We are going to, for the first time ever, with out informing the board, use flash pots!

It is gonna be the best stuff they have ever seen...


But until show week... we figure it is better to keep them in the dark...


----------



## OnWithTheShow (Jun 5, 2004)

Make sure you comply with local fire regulations in regards to that flash pot, also I would make sure everything within 10 feet gets flameproofed.

Do you have a professional consultant rigging your zip lines?


----------



## Mayhem (Jun 5, 2004)

It is not just the flame proofing that you have to worry about it is also anyone on stage. Now I do not know the regulations for use of stage pyro in the US but I would suspect that at the bare minium the entire cast and crew need to be informed as to the position and exact firing times. The owner of the theatre must be informed as does the local fire, police and council (based on Australian regs).

The stage needs to me clearly marked with tape and this needs to be done ASAP so that dancers/actors etc can rehearse knowing exactly where the flashpots are and the safe distance around them. If not, the chances are that you will not be able to fire them. I am assuming that a qualified pyrotechnician will be doing this. With pyro it is ALWAYS safety first.

I have worked on some pretty big pyro shows where either individual shots have been canned or the whole show has been canned because it was considered to be unsafe to fire.

You may be thinking "they are only flash pots" but I have seen some pretty serious burns occur with these being used incorrectly.

Pyro is for surprising the audience only. Everyone else must be informed.


----------



## soundman (Jun 6, 2004)

> Pyro is for surprising the audience only. Everyone else must be informed.


 Well said.


----------



## digitaltec (Jun 6, 2004)

Under state and federal laws, any use of pyro must be cleared by the fire dept. and promoters of the event. If you use pyro without permits... you will have to deal with the ATF and it's not fun. Dont need to go into that story now do I. Dont even get me started on the zip lines. :roll:


----------



## wolf825 (Jun 6, 2004)

Oh my...this feels like The Station all over again... The last thing folks want with Pyro is SURPRISES. Insurance needs must be handled, proper folks informed, proper variances and safe-distances established..pyro licenses and a ton of other things...and I'm with Digitaltec..I won't even begin to get started about the zip lines. 

Good luck...
-w


----------



## ricc0luke (Jun 7, 2004)

Of course.... we are familar with the local regulations regarding pyros... and yes... the board lazion will know about the flash pots... Why anyone would not tell the cast and crew about pyros on the set would be beyond me....

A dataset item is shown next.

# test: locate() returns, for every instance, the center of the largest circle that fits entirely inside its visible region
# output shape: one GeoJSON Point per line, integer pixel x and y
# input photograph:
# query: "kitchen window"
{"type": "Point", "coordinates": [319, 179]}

maybe the first post didn't come off right...

we are doing all that we can to comply with regulations and telling everyone that NEEDS to know....


----------



## Mayhem (Jun 7, 2004)

Thanks for the update and I apologise for seeming a little heavy on my safety spiel. However, from your first post it did read (to me at least) that you were hatching a ‘bold and cunning plan’ and were going to surprise everyone on the night. I am very glad to hear that I was wrong on this matter.

As I am sure you can appreciate, the overriding concern here was safety – yours, your cast and crew and of course the public. We have a pyro system in Western Australia, which is rapidly going through changes that are aimed at tightening up the regulations and increasing the professionalism of not only the operators but the governing body as well. The trouble is that is use to be quite easy to get your theatrical pyro ticket (indoor product only) and people were getting this and then going off and doing stupid things. When this happens, it makes it harder for those of us in the profession who do the right thing day in and day out.

(just some background info on where I am coming from).

After all that is said and done – good luck with the show and let me know how the show goes.


----------